Running Evaluations

Create and run Eval Jobs to score your dataset with NovaEval — a step-by-step guide to the wizard, scorer selection, and reviewing results.

What is an Eval Job?

An Eval Job applies a set of scorers to every item in a dataset and records the results. After a run completes, you have per-item scores, aggregated statistics (mean, standard deviation, min, max), and pass/fail status for each scorer.

Eval Jobs are the engine behind NovaPilot reports and recommendations — NovaPilot analyzes eval job results to identify failure patterns and suggest prompt improvements.

Creating an Eval Job

There are two ways to start:

From a Dataset detail page → click the Evaluate button
From Org → Eval Jobs → click New Eval Job

Both open the three-step wizard.

Step 1 — Setup

Field	Description
Job name	A descriptive name (e.g., `production-v2-rag-eval`)
Dataset	The dataset to evaluate. Recently used ETL-linked datasets are shown first.
Evaluation mode	`batch` or `realtime` (see below)
Description	Optional notes about this eval job

Batch vs. realtime mode

Mode	Description	Best for
Batch	Scores all items in the dataset in one pass	Historical evaluation, regression testing, one-time analysis
Realtime	Continuously scores new items as they arrive in the dataset	Production monitoring, live quality gates

Use batch for evaluating a fixed dataset snapshot. Use realtime for ongoing ETL-fed datasets where you want scores to keep up with new traces.

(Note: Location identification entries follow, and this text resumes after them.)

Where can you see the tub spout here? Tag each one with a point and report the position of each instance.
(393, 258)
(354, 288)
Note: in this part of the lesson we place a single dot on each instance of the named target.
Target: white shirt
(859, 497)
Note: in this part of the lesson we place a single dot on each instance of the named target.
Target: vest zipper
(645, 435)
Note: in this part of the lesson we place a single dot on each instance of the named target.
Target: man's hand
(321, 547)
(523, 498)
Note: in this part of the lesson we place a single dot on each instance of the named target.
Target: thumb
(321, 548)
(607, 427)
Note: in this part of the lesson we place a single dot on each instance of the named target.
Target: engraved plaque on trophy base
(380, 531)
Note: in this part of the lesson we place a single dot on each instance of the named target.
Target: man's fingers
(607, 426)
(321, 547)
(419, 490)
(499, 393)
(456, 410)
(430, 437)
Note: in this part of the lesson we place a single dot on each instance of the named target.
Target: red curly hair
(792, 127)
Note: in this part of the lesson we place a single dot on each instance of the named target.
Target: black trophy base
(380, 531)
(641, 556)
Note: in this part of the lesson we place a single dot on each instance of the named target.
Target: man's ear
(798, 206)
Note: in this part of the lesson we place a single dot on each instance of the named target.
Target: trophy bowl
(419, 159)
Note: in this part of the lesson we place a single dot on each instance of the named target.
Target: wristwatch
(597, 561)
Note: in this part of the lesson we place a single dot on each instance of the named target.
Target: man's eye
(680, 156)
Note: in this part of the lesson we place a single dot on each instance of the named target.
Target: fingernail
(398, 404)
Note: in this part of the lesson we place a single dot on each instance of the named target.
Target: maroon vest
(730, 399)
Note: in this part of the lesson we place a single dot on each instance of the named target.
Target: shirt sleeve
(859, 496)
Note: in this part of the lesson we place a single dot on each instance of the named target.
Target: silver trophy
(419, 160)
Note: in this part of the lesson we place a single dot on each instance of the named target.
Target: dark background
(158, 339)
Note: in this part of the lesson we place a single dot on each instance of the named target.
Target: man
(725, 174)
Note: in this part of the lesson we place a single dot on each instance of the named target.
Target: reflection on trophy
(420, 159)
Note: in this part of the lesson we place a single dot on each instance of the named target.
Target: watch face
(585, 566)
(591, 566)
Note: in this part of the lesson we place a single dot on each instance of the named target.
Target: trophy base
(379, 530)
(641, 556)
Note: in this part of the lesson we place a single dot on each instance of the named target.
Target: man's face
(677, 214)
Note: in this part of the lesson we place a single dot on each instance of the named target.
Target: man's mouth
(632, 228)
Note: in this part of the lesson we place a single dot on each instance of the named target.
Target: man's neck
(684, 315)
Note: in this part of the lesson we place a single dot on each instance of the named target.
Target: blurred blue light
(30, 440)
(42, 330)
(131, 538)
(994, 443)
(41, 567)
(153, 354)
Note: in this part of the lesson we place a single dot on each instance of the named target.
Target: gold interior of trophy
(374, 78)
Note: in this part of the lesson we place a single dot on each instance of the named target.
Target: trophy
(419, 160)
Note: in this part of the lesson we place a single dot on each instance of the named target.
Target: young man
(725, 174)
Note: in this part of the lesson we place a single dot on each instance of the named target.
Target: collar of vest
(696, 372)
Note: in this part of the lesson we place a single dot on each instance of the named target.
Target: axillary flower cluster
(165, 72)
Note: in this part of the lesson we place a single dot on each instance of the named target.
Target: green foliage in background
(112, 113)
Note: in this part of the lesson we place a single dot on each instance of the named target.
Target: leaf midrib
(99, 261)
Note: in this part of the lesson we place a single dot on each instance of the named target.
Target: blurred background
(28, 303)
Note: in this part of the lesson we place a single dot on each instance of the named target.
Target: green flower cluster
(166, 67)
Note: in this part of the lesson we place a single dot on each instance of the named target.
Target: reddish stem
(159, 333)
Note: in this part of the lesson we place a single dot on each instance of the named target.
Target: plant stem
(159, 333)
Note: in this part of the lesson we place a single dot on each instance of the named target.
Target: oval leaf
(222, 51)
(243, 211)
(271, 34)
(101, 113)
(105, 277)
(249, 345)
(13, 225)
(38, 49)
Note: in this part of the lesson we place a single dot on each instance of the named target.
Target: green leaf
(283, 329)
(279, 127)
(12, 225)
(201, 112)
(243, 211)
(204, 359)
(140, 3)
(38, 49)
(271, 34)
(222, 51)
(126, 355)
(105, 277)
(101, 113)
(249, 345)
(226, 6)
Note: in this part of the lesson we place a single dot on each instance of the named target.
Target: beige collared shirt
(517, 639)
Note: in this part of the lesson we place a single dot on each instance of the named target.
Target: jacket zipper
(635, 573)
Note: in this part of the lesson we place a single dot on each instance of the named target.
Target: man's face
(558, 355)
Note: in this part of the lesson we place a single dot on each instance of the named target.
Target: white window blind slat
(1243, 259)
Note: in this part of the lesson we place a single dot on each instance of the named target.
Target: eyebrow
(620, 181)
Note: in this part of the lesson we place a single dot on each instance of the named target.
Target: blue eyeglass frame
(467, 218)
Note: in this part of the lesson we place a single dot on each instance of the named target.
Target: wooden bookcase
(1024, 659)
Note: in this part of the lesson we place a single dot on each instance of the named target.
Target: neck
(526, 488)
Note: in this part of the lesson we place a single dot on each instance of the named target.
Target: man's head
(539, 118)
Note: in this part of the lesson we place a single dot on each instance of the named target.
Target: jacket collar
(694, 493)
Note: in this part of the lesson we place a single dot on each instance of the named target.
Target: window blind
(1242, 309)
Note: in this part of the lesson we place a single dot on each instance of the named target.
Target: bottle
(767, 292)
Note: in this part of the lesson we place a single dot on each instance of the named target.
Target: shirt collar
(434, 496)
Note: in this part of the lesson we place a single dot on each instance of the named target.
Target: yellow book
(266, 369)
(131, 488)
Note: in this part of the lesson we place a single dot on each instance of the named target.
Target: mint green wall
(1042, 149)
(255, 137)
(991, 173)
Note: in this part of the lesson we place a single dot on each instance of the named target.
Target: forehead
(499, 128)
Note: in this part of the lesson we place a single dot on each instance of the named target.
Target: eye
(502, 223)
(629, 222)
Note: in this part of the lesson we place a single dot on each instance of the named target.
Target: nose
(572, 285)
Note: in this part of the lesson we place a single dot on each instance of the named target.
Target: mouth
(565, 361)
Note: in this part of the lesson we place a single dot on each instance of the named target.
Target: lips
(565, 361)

Step 2 — Browse & select scorers

The scorer browser lets you find and add scorers to the job.

Search and filter

Search by name — type any part of a scorer name
Filter by category — toggle categories: accuracy, rag, conversational, agent, audio, latency, telephony, safety, g_eval, custom

Adding scorers

Click a scorer card to add it to the job. A checkmark appears on selected scorers. Click again to remove.

Click Recommend Scorers to let NovaEval analyze a sample of your dataset and suggest the most relevant scorers automatically:

Click Recommend Scorers in the scorer browser.

NovaEval samples up to 20 items from the dataset and analyzes which fields are populated.

A dialog shows recommended scorers with reasoning.

Click Add all or select individual recommendations.

This is the fastest way to pick the right scorers if you're unsure which to use.

Step 3 — Configure scorers

For each selected scorer, you can set:

Setting	Description
Pass threshold	Minimum score to count as "pass" (default varies by scorer)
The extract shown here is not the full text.